Industry experts warned of the risks to Mexico from unchecked oil-smuggling. "You could eventually end up in the same situation that you have in Africa," said Wayne Wilson, managing director with Protiviti, a risk-management consulting firm. In Nigeria, violent gangs tap into oil pipelines and raid oil company facilities to steal hundreds of millions of dollars worth of oil each year."
If this is really what's taking shape in Mexico, then we may soon long for the good old days of drug cartels, but I think it's worth considering whether we're actually seeing anything new. There have been networks of diesel thieves near the border for years.
And it may be that more of the oil we buy is stolen than we realize. Oil tankers change hands as many as 300 times at sea, so there's no good way to track the ownership of oil--yet. And I've also been told by academics that as much as 10 percent of the oil coming into the port of Houston may be stolen. (Readers, feel free to diss this totally unverified information.)
For me, the question is not whether to start worrying, but how. Oil smuggling is, like oil futures market rigging, currently invisible but potentially very powerful.

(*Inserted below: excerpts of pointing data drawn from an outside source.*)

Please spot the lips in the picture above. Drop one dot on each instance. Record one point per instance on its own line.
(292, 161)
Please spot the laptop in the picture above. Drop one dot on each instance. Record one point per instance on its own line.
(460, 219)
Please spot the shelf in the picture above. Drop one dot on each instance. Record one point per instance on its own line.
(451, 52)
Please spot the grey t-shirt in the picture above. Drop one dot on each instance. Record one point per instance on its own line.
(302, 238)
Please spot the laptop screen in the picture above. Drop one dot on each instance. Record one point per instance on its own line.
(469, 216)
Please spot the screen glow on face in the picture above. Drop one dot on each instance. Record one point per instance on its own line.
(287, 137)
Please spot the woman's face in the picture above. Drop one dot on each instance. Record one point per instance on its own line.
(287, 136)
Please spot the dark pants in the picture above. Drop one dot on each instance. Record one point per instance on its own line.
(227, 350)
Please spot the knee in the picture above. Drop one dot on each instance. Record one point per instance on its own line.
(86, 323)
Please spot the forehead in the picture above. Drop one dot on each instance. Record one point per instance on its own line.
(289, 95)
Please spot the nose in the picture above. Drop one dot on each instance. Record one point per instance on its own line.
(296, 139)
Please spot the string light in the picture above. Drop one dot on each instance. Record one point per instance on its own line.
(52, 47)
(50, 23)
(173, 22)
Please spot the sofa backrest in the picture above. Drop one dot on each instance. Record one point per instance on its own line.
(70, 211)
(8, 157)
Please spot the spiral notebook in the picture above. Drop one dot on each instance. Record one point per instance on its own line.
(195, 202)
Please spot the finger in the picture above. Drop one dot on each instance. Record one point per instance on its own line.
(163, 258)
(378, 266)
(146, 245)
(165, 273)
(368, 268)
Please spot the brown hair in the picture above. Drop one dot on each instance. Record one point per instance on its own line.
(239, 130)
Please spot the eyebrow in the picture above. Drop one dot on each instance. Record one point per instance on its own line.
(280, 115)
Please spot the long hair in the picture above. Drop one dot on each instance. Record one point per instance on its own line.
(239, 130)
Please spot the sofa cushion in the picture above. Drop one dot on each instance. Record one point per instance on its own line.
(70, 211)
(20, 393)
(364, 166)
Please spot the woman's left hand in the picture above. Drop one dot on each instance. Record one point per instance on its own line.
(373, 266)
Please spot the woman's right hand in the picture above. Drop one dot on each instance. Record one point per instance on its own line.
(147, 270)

The trick is to start measuring it, and tracing out the networks of trade. If I were a policy maker, I'd ask the Department of Energy to start publishing an annual report on oil smuggling.
And for what it's worth, Mexico is not the only major US oil supplier with something funny going on around its pipelines. The Economist reports that a mysterious arcadian bomber has attacked an Encana pipeline in British Colombia six times in the past 10 months.